The goal of risk management isn’t to eliminate every risk — it’s to reduce risk to an acceptable level and to be able to show it. Residual risk, ALARP, and benefit-risk are how that judgment is made and recorded.
Residual risk
Residual risk is the risk that remains after your controls are in place. Each risk carries both its initial score and its residual score, so the register shows what the controls actually achieved. Reducing residual risk to an acceptable level — and documenting that you have — is the heart of the risk-management file.
Re-evaluating after mitigation
Residual risk has to be re-assessed once controls are applied, not assumed. The module prompts you to re-evaluate residual risk so the residual scores reflect the controls as implemented rather than as hoped. This keeps the analysis honest: the recorded residual level is one you’ve actually re-judged.
ALARP and acceptability
A residual risk is then judged against your acceptability criteria. Where a risk is reduced As Low As Reasonably Practicable (ALARP) — or otherwise meets your defined acceptance threshold — that determination is recorded on the risk. This is the explicit decision an assessor looks for: not just that risk was reduced, but that what remains has been deliberately accepted on stated grounds.
Benefit-risk
Some residual risk may remain even after every practicable control. In those cases the question becomes whether the benefit of the device or system outweighs the remaining risk.

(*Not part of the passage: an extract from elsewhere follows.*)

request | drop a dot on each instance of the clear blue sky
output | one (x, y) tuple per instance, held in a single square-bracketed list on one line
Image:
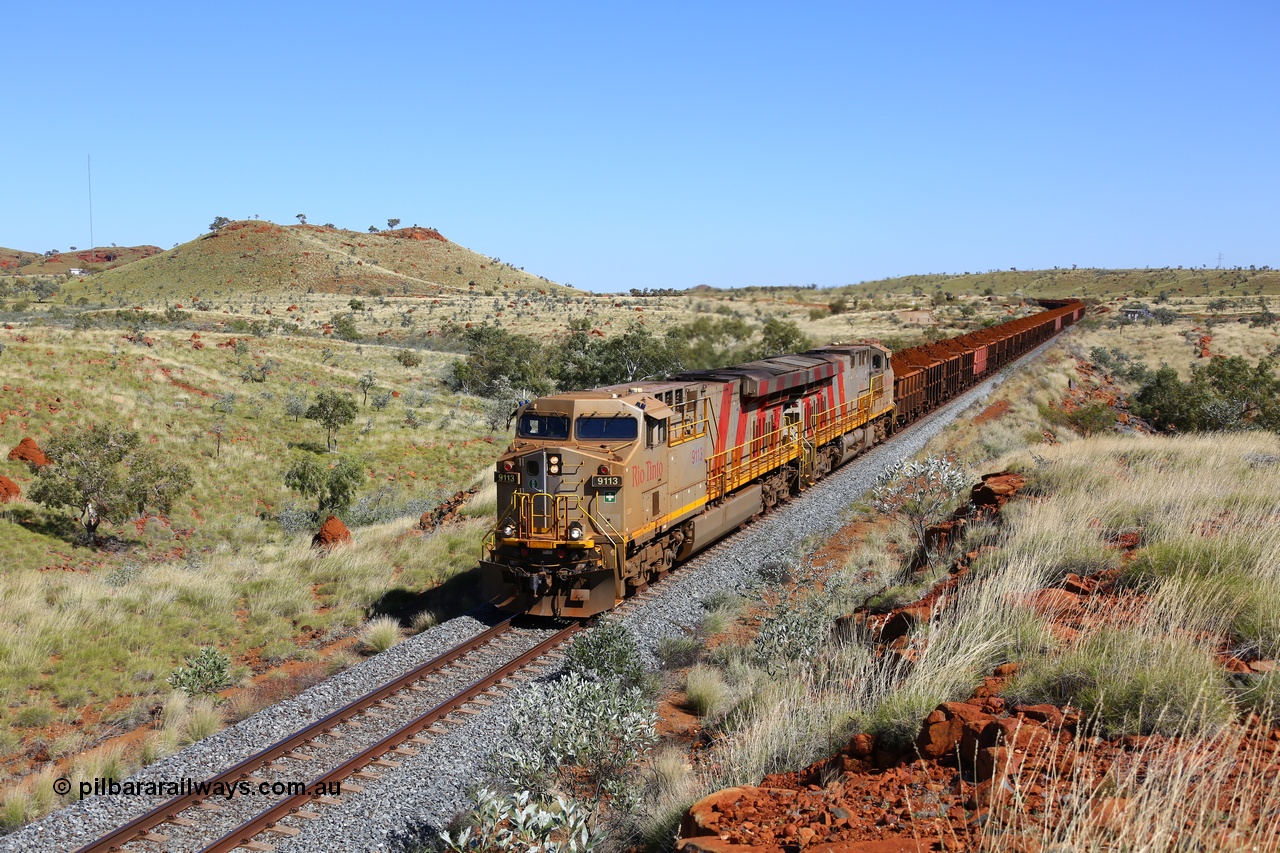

Capturing that benefit-risk judgment completes the picture — the overall conclusion that the residual risk is acceptable in light of the benefit, which is the determination a submission ultimately rests on.
A complete, defensible record
Taken together — registers built on ISO 14971, scored risks, tracked controls, linked verification, and re-evaluated residual risk judged against acceptability and benefit — the risk module produces a risk-management record that’s defensible because every step is captured as you do it.